18. Another important point to emphasize is that a small percentage of huge winners account for the bulk of Driehaus’s superior performance. You don’t have to be right the majority of the time, but you do have to take advantage of the situations when you are right. Achieving this dictate requires two essential elements: taking larger positions when one has a high degree of confidence (e.g., Home Shopping Network was Driehaus’s largest position ever) and holding such positions long enough to realize most of the potential. The latter condition means avoiding the temptation to take profits after a stock has doubled or even tripled, if the fundamental and technical conditions still point to continued higher prices.

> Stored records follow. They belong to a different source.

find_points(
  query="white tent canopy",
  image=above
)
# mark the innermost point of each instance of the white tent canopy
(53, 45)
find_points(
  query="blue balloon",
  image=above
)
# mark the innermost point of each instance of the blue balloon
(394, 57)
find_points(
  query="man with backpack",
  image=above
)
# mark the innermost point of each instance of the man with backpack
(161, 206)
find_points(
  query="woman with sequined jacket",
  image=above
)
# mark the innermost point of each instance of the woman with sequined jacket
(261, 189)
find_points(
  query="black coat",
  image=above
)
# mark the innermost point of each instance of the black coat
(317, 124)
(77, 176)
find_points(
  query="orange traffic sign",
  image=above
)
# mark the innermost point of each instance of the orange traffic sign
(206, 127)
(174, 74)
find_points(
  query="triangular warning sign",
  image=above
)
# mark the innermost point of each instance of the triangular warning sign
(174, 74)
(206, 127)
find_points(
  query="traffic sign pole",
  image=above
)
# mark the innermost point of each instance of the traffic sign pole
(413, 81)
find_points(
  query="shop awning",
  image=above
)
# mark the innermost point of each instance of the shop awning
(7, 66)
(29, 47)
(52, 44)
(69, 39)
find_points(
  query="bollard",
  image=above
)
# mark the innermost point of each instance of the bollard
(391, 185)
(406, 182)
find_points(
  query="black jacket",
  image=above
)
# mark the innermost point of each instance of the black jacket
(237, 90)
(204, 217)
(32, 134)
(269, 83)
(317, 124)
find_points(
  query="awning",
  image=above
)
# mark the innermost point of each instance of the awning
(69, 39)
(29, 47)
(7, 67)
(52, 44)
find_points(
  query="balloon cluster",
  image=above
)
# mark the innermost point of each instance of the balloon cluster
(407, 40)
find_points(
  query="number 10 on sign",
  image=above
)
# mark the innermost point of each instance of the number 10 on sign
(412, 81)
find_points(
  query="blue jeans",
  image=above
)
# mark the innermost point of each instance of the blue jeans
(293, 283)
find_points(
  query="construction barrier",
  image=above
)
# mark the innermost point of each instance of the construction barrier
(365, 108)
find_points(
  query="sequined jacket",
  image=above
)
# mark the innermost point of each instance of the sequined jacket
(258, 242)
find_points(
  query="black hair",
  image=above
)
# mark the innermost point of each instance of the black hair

Source: Schwager, Jack D. (2009-10-13). The New Market Wizards: Conversations with America’s Top Traders – HarperBusiness. Kindle Edition.

The Art of Taking Profits

“Timing the sale is more difficult than timing the purchase because stocks reach their bear market lows simultaneously, but their bull market highs are attained independently. Following the stock averages and selling when the primary trend turns down is often unsatisfactory, since numerous stocks reach their peaks prior to the peaks in the averages. The price and volume trend for each stock must be studied independently and action taken accordingly.”

Source: Superperformance Stocks by Richard Love

Value is often Subjective. Price is What the Market is Willing to Pay You Now

“A piece of property is worth as much as someone is willing to pay you for it. So it is with common stock. Find stocks for which you think someone will be willing to pay you a higher price at some time in the future. This approach is applicable to any type of investment—in a diamond, a painting, a bushel of corn or wheat, a house, a piece of land, or a share of common stock. The market price of the item reflects the psychological factors—the extremes of optimism and pessimism—that can cause the value of an item to vary widely, sometimes in just a few hours or days. When the market value of an item is plummeting, it reveals that the fear many people have of lower values for their property is stronger than their hopes for higher prices.”

Source: Superperformance Stocks by Richard Love

The Difference between a Bull and a Bear Market

Bull markets reward risk-taking, but when the bear puts out honey, he is usually laying a trap: “In recent years, U.S. investors have felt that they must be playing the market—even when the risks are high,” Marc Faber observed. “They learned to think that they should invest like George Soros—but the average investor is not George Soros. When I play tennis, I don’t try to play like Agassi,” Faber added. “I have to play a different game. Agassi can play to win. I have to play a game where I don’t make any mistakes.” In a bear market, this is what is most important: not making mistakes. The goal is to conserve capital. When a long bear market finally ends, those with cash will find bargains galore.

In each case, investors were following the rule that they learned in a bull market: “The trend is your friend.” But in a bear market, “you have a whole different rule book,” Ralph Wanger observed. “In a straight-up growth market, your rule is to be 100 percent in equities all the time. Buy strength. Disregard risk. Only look at the income statement. And all stories are true because we want them to be true. It’s like the nice guy you met in the bar telling you he loves you truly—and he does. “In the volatile bear market that tends to follow an exponential growth market, many of these rules invert,” said Wanger, speaking from experience. “You don’t buy strength; you sell strength. You don’t look at the income statement, you look at the balance sheet [which shows a company’s debts]. All stories are false. It turns out that the guy in the bar is a married orthodontist from Connecticut.”